In fact, Reagan often attacked Kissinger during his primary campaign against President Ford.
In a March, 1976, speech in Orlando, Fla, trying to recover from a narrow loss to Ford in the New Hampshire primary, Reagan held a televised news conference in which he read prepared remarks criticizing Kissinger.
After saying that the Soviet Union had achieved military supremacy, Reagan said: "Mr. Ford and Dr. Kissinger ask us to trust their leadership. Well, I find that more and more difficult to do. Henry Kissinger's recent stewardship of U.S. foreign policy has coincided precisely with the loss of U.S. military supremacy."
Though Ford won the Florida primary, Reagan's advisers said that their candidate had closed ground by emphasizing the foreign policy issue. Reagan continued to attack Kissinger in subsequent primaries in other states.
Campaigning in North Carolina, Reagan repeatedly jabbed at Ford for firing James R. Schlesinger Jr. as defense secretary and contrasted that to Ford's retention of Kissinger as secretary of state.
"Mr. Ford and Dr. Kissinger have objected to my criticizing their foreign policies," Reagan said in a speech in Lenoir, N.C. "The Democrats are going to criticize it. How will we defend defending Castro while he exports revolution and makes Cuba a second Soviet satellite . . . ?
"How will we defend a candidate who fired Dr. Schlesinger and said he will retain Dr. Kissinger if he is elected president?"
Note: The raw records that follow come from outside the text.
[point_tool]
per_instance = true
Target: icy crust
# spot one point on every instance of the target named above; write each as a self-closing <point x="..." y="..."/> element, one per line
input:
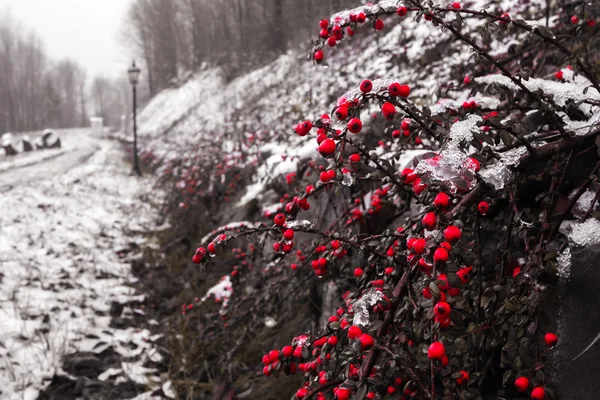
<point x="574" y="88"/>
<point x="343" y="17"/>
<point x="584" y="203"/>
<point x="452" y="163"/>
<point x="228" y="227"/>
<point x="363" y="305"/>
<point x="499" y="173"/>
<point x="222" y="291"/>
<point x="585" y="233"/>
<point x="484" y="102"/>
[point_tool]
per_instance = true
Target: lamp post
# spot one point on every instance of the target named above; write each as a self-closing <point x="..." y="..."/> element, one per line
<point x="134" y="74"/>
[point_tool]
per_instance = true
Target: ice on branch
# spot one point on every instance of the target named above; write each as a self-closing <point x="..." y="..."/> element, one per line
<point x="452" y="163"/>
<point x="449" y="104"/>
<point x="499" y="172"/>
<point x="229" y="227"/>
<point x="343" y="17"/>
<point x="574" y="89"/>
<point x="564" y="263"/>
<point x="363" y="305"/>
<point x="378" y="86"/>
<point x="301" y="224"/>
<point x="222" y="291"/>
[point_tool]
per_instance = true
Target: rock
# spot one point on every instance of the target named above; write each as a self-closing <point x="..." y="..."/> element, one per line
<point x="578" y="326"/>
<point x="27" y="146"/>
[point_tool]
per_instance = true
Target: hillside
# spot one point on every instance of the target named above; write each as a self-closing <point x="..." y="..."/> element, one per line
<point x="484" y="110"/>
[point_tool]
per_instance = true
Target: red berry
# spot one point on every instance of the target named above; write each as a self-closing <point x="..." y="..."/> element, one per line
<point x="318" y="56"/>
<point x="440" y="255"/>
<point x="538" y="393"/>
<point x="303" y="128"/>
<point x="483" y="207"/>
<point x="279" y="219"/>
<point x="366" y="86"/>
<point x="388" y="110"/>
<point x="327" y="147"/>
<point x="419" y="246"/>
<point x="301" y="393"/>
<point x="274" y="355"/>
<point x="550" y="339"/>
<point x="418" y="187"/>
<point x="355" y="125"/>
<point x="394" y="89"/>
<point x="441" y="200"/>
<point x="354" y="332"/>
<point x="288" y="234"/>
<point x="559" y="75"/>
<point x="343" y="394"/>
<point x="429" y="221"/>
<point x="452" y="233"/>
<point x="522" y="383"/>
<point x="366" y="341"/>
<point x="436" y="351"/>
<point x="211" y="248"/>
<point x="404" y="90"/>
<point x="442" y="309"/>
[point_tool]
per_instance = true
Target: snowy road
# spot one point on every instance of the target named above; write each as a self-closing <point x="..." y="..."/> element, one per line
<point x="62" y="221"/>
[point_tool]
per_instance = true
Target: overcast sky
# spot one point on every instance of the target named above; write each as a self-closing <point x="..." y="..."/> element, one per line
<point x="84" y="30"/>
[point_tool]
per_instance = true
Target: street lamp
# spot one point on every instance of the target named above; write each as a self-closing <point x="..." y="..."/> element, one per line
<point x="134" y="74"/>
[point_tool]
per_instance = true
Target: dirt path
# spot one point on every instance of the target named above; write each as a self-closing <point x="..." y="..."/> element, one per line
<point x="62" y="283"/>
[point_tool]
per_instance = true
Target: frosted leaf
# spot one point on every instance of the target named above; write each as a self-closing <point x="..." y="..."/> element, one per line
<point x="343" y="17"/>
<point x="583" y="204"/>
<point x="564" y="263"/>
<point x="300" y="224"/>
<point x="452" y="163"/>
<point x="347" y="179"/>
<point x="499" y="173"/>
<point x="362" y="307"/>
<point x="585" y="233"/>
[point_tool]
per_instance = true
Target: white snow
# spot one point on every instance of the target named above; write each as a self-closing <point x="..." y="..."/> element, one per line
<point x="61" y="230"/>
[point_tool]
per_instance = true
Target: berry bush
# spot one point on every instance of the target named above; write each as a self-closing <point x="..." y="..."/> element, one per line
<point x="434" y="224"/>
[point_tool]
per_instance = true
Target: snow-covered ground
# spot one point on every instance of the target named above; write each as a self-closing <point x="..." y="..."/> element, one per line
<point x="62" y="222"/>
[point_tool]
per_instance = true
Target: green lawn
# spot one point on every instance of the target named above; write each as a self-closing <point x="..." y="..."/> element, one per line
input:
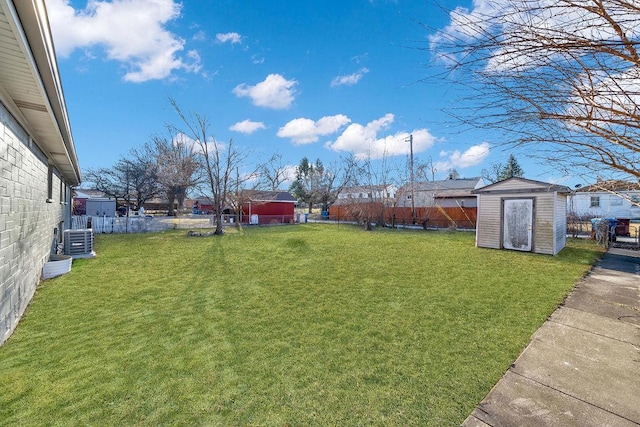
<point x="275" y="326"/>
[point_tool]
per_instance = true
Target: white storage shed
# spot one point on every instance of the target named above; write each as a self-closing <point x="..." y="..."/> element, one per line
<point x="522" y="214"/>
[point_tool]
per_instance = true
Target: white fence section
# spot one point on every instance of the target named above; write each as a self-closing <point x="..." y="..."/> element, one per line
<point x="139" y="224"/>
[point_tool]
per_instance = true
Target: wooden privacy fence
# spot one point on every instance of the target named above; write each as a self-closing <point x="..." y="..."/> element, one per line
<point x="436" y="216"/>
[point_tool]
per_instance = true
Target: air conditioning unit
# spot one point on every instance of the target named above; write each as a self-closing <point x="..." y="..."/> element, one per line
<point x="79" y="243"/>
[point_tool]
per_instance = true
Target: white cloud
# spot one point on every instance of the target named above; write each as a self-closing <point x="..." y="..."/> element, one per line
<point x="247" y="127"/>
<point x="305" y="131"/>
<point x="364" y="141"/>
<point x="232" y="38"/>
<point x="274" y="92"/>
<point x="130" y="31"/>
<point x="349" y="80"/>
<point x="475" y="155"/>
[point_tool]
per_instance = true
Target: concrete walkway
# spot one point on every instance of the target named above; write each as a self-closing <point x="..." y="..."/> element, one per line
<point x="582" y="367"/>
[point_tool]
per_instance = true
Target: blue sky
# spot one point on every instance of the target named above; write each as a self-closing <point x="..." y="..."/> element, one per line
<point x="320" y="79"/>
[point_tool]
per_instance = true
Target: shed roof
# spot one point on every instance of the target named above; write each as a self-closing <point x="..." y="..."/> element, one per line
<point x="268" y="196"/>
<point x="30" y="85"/>
<point x="521" y="185"/>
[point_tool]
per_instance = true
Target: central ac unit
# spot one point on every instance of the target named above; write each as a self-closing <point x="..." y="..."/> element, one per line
<point x="79" y="243"/>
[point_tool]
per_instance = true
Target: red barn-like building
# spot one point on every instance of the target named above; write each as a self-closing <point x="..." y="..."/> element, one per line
<point x="268" y="207"/>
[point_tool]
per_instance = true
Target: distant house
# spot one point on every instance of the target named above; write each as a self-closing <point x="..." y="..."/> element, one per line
<point x="37" y="156"/>
<point x="80" y="198"/>
<point x="606" y="199"/>
<point x="267" y="207"/>
<point x="522" y="214"/>
<point x="449" y="193"/>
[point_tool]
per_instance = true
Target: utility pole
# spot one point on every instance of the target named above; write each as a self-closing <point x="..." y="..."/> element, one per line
<point x="413" y="205"/>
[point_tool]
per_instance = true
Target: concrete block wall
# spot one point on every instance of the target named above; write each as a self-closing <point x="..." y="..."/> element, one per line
<point x="27" y="219"/>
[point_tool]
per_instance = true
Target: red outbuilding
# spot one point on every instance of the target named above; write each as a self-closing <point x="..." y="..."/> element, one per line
<point x="268" y="207"/>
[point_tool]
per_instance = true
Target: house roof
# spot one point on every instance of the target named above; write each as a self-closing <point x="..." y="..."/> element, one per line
<point x="268" y="196"/>
<point x="612" y="185"/>
<point x="446" y="185"/>
<point x="30" y="85"/>
<point x="520" y="185"/>
<point x="453" y="194"/>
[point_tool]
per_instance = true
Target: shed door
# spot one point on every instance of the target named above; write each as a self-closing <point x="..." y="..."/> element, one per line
<point x="517" y="224"/>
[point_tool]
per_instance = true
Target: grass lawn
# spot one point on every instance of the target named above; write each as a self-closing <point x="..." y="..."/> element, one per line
<point x="274" y="326"/>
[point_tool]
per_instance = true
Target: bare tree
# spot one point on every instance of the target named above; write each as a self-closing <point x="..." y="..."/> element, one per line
<point x="498" y="171"/>
<point x="561" y="77"/>
<point x="132" y="178"/>
<point x="178" y="166"/>
<point x="377" y="178"/>
<point x="220" y="162"/>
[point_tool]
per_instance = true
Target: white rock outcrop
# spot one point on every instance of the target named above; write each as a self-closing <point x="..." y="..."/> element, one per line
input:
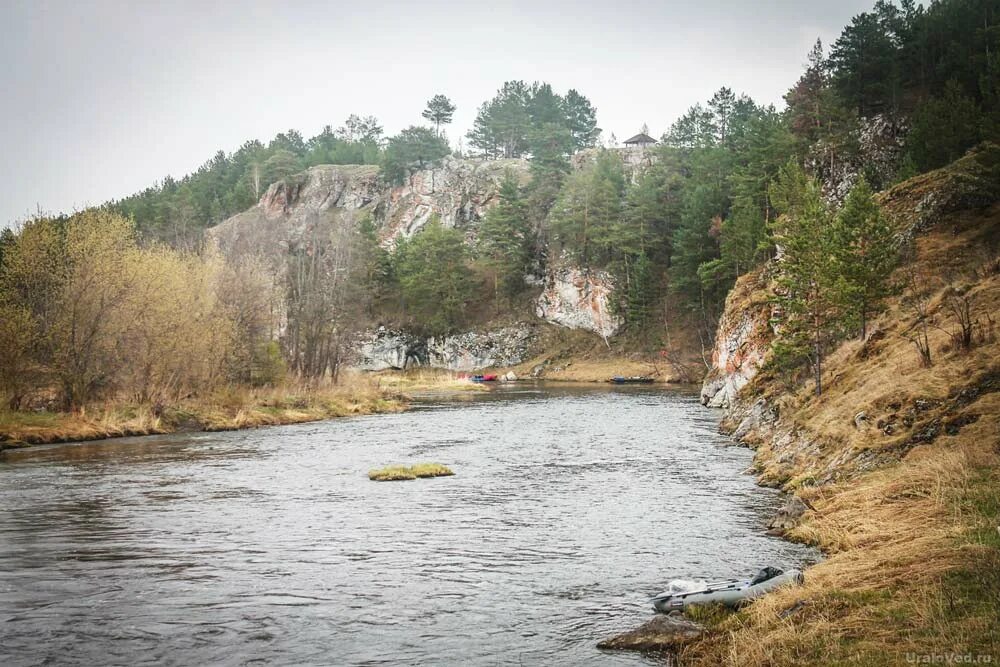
<point x="579" y="299"/>
<point x="469" y="351"/>
<point x="742" y="342"/>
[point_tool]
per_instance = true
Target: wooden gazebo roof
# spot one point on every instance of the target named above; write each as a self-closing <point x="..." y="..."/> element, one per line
<point x="640" y="138"/>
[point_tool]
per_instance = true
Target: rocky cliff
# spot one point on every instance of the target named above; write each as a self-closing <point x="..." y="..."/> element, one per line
<point x="316" y="203"/>
<point x="579" y="299"/>
<point x="458" y="191"/>
<point x="742" y="341"/>
<point x="897" y="464"/>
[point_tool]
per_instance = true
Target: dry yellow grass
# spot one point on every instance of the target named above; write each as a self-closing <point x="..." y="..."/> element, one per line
<point x="227" y="409"/>
<point x="425" y="379"/>
<point x="401" y="473"/>
<point x="431" y="470"/>
<point x="391" y="474"/>
<point x="911" y="525"/>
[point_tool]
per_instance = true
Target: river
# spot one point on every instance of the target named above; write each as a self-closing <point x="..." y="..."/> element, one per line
<point x="570" y="507"/>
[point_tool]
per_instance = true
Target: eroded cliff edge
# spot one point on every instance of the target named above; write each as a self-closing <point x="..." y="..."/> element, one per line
<point x="896" y="463"/>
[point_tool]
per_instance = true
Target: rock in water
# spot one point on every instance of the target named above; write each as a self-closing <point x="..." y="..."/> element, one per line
<point x="788" y="516"/>
<point x="662" y="633"/>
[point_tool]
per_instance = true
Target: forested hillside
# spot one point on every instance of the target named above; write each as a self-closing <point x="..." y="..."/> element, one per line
<point x="904" y="89"/>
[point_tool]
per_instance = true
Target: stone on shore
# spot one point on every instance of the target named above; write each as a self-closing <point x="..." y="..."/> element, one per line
<point x="662" y="633"/>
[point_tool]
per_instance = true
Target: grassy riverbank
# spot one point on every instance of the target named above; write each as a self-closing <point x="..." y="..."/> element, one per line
<point x="900" y="464"/>
<point x="226" y="409"/>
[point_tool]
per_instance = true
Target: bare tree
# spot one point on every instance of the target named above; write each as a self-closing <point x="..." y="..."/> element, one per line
<point x="918" y="302"/>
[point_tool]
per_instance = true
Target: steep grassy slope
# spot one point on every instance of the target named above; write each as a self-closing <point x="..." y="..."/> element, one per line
<point x="898" y="461"/>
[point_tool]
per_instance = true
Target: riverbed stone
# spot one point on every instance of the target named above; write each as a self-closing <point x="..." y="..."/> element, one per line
<point x="662" y="633"/>
<point x="788" y="516"/>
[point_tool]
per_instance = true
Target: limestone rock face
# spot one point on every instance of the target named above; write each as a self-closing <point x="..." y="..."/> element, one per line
<point x="292" y="210"/>
<point x="880" y="140"/>
<point x="459" y="191"/>
<point x="387" y="349"/>
<point x="579" y="299"/>
<point x="742" y="341"/>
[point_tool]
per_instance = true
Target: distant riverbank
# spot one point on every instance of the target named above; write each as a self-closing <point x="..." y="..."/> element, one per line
<point x="228" y="409"/>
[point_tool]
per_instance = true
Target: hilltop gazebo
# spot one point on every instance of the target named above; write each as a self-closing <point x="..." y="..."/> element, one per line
<point x="641" y="140"/>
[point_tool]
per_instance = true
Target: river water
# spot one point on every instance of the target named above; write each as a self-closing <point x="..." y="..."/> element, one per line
<point x="569" y="509"/>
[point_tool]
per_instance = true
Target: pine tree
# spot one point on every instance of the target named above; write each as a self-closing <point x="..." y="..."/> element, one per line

When a reporter yesterday told Reagan that he had called for Kissinger's resignation in 1976, the president said, " . . . As I recall, in '76 the entire issue of Henry Kissinger came up in response to questions from the audience as to whether I would choose him as my secretary of state, and I said I had other things in mind and I would make my own choice of a secretary of state."